We’ll use an in-memory SQLite database for our example:

>>> import sqlite3

And make up an imaginary RequestHandler class that uses the SQLite connection:

>>> class RequestHandler:
...   @inject
...   def __init__(self, db: sqlite3.Connection):
...     self._db = db
...
...   def get(self):
...     cursor = self._db.cursor()
...     cursor.execute('SELECT key, value FROM data ORDER by key')
...     return cursor.fetchall()

Next, for the sake of the example, we’ll create a configuration type:

>>> class Configuration:
...     def __init__(self, connection_string):
...         self.connection_string = connection_string

Next, we bind the configuration to the injector, using a module:

>>> def configure_for_testing(binder):
...     configuration = Configuration(':memory:')
...     binder.bind(Configuration, to=configuration, scope=singleton)

Next we create a module that initialises the DB. It depends on the configuration provided by the above module to create a new DB connection, then populates it with some dummy data, and provides a Connection object:

>>> class DatabaseModule(Module):
...   @singleton
...   @provider
...   def provide_sqlite_connection(self, configuration: Configuration) -> sqlite3.Connection:
...     conn = sqlite3.connect(configuration.connection_string)
...     cursor = conn.cursor()
...     cursor.execute('CREATE TABLE IF NOT EXISTS data (key PRIMARY KEY, value)')
...     cursor.execute('INSERT OR REPLACE INTO data VALUES ("hello", "world")')
...     return conn

(Note how we have decoupled configuration from our database initialisation code.)
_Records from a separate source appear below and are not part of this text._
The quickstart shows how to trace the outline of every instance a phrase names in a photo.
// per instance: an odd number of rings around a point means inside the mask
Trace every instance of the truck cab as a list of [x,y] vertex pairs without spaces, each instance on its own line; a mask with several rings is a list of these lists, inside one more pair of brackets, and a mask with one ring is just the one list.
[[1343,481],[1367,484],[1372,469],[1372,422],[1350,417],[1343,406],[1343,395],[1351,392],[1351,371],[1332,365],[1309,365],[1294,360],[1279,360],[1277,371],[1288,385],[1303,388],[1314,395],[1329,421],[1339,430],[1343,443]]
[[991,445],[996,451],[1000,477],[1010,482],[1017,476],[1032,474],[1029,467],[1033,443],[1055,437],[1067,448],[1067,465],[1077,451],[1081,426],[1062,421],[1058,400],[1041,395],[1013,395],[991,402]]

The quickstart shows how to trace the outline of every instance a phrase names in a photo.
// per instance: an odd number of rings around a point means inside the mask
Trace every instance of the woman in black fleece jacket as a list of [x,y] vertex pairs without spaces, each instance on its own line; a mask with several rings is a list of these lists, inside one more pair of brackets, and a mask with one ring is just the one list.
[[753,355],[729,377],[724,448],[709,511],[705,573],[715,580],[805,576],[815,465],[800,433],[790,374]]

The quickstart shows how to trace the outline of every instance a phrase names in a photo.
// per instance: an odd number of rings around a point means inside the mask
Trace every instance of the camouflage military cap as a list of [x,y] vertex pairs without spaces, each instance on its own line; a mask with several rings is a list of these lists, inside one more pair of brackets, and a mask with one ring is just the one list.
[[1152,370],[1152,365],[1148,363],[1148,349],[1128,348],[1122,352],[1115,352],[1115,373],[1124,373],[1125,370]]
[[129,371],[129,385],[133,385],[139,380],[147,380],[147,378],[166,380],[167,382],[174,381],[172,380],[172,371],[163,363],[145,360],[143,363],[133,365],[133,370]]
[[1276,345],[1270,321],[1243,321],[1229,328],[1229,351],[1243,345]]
Finally, we initialise an Injector and use it to instantiate a RequestHandler instance. This first transitively constructs a sqlite3.Connection object, and the Configuration dictionary that it in turn requires, then instantiates our RequestHandler:

>>> injector = Injector([configure_for_testing, DatabaseModule()])
>>> handler = injector.get(RequestHandler)
>>> tuple(map(str, handler.get()[0]))  # py3/py2 compatibility hack
('hello', 'world')

We can also verify that our Configuration and SQLite connections are indeed singletons within the Injector:

>>> injector.get(Configuration) is injector.get(Configuration)
True
>>> injector.get(sqlite3.Connection) is injector.get(sqlite3.Connection)
True

You’re probably thinking something like: “this is a large amount of work just to give me a database connection”, and you are correct; dependency injection is typically not that useful for smaller projects. It comes into its own on large projects where the up-front effort pays for itself in two ways:

  1. Forces decoupling. In our example, this is illustrated by decoupling our configuration and database configuration.

  2. After a type is configured, it can be injected anywhere with no additional effort. Simply @inject and it appears. We don’t really illustrate that here, but you can imagine adding an arbitrary number of RequestHandler subclasses, all of which will automatically have a DB connection provided.

Footnote

This framework is similar to snake-guice, but aims for simplification.